Actuellement, ce projet ambitieux est en attente d’approbation, et il doit être soumis au conseil d’administration de la SFI pour évaluation le 11 mars 2026. Le fonds, géré avec expertise par AR Capital, une société qui a son siège à Maurice, vise à atteindre une taille cible de 50 millions de dollars, tout en ayant un plafond fixé à 60 millions de dollars pour ses engagements, ce qui démontre l’ampleur et l’ambition de son approche de financement. L’investissement envisagé par la SFI serait plafonné à 20 % des engagements totaux, ce qui souligne la prudence et la rigueur de l’institution dans sa démarche d’investissement, tout en permettant de soutenir significativement le développement des PME dans cette région à fort potentiel.
Aruwa Capital Fund II prévoit d’investir des tickets initiaux compris entre 1 et 3 millions de dollars dans des PME en phase de croissance. Il adopte une approche qui privilégie des entreprises à fort impact en matière d’inclusion des femmes, notamment dans les secteurs des biens de consommation, de l’énergie propre, des services financiers et de la santé.
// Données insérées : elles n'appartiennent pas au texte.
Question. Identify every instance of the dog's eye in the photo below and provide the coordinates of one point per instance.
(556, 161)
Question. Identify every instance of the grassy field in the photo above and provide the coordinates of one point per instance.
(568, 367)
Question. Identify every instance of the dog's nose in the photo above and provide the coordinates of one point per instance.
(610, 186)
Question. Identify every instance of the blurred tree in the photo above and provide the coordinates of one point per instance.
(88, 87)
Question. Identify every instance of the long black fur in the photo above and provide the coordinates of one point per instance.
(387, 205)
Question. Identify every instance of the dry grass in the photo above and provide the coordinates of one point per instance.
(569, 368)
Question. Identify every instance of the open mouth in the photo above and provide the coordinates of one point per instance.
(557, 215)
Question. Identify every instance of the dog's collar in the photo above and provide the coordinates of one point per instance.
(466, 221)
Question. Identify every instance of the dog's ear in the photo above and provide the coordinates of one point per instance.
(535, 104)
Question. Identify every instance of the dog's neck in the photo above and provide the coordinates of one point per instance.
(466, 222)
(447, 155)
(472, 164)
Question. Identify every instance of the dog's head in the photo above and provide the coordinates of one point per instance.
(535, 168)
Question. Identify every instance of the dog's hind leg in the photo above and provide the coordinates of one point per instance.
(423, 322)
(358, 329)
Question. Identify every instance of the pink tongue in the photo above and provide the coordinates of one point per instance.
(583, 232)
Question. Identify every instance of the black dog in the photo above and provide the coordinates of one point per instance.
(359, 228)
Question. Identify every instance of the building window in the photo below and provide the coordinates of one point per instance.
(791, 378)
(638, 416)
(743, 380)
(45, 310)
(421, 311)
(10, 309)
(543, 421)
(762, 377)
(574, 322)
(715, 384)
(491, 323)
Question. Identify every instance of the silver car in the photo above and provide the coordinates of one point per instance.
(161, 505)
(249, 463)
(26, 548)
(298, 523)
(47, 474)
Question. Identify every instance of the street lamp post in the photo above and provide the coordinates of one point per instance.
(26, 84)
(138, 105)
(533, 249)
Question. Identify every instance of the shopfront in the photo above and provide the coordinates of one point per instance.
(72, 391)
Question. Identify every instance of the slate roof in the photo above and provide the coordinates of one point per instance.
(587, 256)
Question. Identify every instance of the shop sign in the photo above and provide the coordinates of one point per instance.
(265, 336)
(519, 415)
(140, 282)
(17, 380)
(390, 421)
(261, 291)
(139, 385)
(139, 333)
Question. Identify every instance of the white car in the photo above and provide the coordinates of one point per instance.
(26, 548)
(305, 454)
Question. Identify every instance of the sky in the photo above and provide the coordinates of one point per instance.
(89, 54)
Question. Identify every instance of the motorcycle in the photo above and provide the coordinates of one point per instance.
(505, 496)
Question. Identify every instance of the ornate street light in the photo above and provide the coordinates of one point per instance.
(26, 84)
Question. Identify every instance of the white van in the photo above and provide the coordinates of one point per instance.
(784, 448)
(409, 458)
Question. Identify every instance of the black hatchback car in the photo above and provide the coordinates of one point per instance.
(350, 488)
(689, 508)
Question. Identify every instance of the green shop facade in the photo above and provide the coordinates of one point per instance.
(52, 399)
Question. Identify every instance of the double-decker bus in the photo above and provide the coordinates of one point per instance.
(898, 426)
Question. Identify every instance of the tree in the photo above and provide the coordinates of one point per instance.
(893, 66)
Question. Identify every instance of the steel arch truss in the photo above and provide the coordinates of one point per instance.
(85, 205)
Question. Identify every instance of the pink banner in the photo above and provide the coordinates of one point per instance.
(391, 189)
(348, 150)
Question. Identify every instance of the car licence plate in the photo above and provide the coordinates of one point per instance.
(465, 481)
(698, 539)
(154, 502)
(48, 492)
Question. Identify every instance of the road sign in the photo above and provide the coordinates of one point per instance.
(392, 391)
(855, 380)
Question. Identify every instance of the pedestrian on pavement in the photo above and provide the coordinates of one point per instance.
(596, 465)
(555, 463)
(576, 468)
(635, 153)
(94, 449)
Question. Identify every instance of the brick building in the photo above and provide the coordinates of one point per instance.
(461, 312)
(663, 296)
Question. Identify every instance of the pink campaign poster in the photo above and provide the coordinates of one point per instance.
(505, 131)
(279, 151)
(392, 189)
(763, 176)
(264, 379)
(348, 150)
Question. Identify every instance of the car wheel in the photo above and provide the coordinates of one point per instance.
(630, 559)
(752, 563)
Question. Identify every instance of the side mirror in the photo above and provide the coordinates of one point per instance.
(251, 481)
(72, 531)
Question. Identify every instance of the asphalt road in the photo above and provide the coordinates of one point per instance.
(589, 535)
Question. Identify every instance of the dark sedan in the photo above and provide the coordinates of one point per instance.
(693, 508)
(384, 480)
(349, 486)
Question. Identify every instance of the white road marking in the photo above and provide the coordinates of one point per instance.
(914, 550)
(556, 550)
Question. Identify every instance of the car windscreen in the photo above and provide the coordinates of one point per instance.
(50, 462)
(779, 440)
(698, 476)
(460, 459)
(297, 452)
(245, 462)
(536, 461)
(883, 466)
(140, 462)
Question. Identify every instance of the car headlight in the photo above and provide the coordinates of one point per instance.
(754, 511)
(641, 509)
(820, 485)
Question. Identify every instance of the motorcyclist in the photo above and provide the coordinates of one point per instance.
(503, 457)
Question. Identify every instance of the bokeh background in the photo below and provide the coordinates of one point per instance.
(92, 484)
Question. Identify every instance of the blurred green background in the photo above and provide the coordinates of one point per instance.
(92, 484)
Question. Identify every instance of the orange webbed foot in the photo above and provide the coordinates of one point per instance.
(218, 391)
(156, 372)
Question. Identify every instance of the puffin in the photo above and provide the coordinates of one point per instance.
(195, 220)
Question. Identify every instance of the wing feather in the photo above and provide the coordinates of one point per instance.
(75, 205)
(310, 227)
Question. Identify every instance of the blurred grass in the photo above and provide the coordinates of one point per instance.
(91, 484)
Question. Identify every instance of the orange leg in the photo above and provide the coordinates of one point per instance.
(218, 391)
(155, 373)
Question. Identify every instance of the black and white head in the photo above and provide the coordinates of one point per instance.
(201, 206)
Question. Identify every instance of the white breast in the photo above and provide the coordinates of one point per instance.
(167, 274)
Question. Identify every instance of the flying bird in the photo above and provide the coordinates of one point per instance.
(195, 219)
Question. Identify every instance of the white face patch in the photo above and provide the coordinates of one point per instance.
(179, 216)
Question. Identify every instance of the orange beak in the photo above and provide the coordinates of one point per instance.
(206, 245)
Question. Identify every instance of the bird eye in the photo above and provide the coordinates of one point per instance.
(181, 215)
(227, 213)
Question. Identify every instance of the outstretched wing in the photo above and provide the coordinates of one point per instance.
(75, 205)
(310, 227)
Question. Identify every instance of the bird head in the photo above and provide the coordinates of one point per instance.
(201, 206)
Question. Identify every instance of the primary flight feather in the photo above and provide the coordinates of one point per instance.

Selon la Société Financière Internationale (SFI), institution prestigieuse qui œuvre à soutenir le développement économique dans le monde, le projet en question pourrait bénéficier d’un soutien financier substantiel grâce au guichet de capital concessionnel IDA21, connu sous le nom de « Concessional Capital Window ». Cela se traduirait par une allocation de 3 millions de dollars sous la forme de co-investissement subordonné, ce qui représente une opportunité importante pour le financement du projet. Ce mécanisme innovant de « blended finance » ou de finance mixte a pour objectif principal de mobiliser des capitaux privés vers des segments de marché souvent jugés risqués ou insuffisamment desservis, favorisant ainsi des investissements dans des secteurs ayant besoin d’un soutien financier.
Il est crucial de noter que le marché du capital-investissement pour les petites et moyennes entreprises (PME) en phase précoce demeure encore largement limité en Afrique de l’Ouest, comme le souligne l’institution. Dans ce contexte, Aruwa Capital, un gestionnaire d’investissements basé au Nigeria et dirigé par une équipe féminine dynamique et talentueuse, se distingue par sa volonté de cibler des entreprises à fort potentiel qui sont souvent négligées par les investisseurs traditionnels, ceux-ci préférant généralement s’orienter vers des opportunités perçues comme étant moins risquées.
En ce qui concerne le niveau de concessionnalité, il est estimé à 0,9 % du coût total du projet, qui est évalué à un montant significatif de 60 millions de dollars. Cela met en lumière l’importance de l’innovation financière pour encourager le développement d’entreprises prometteuses dans des environnements économiques souvent délicats, tout en soulignant la nécessité d’une approche concertée pour surmonter les obstacles à l’investissement en Afrique de l’Ouest.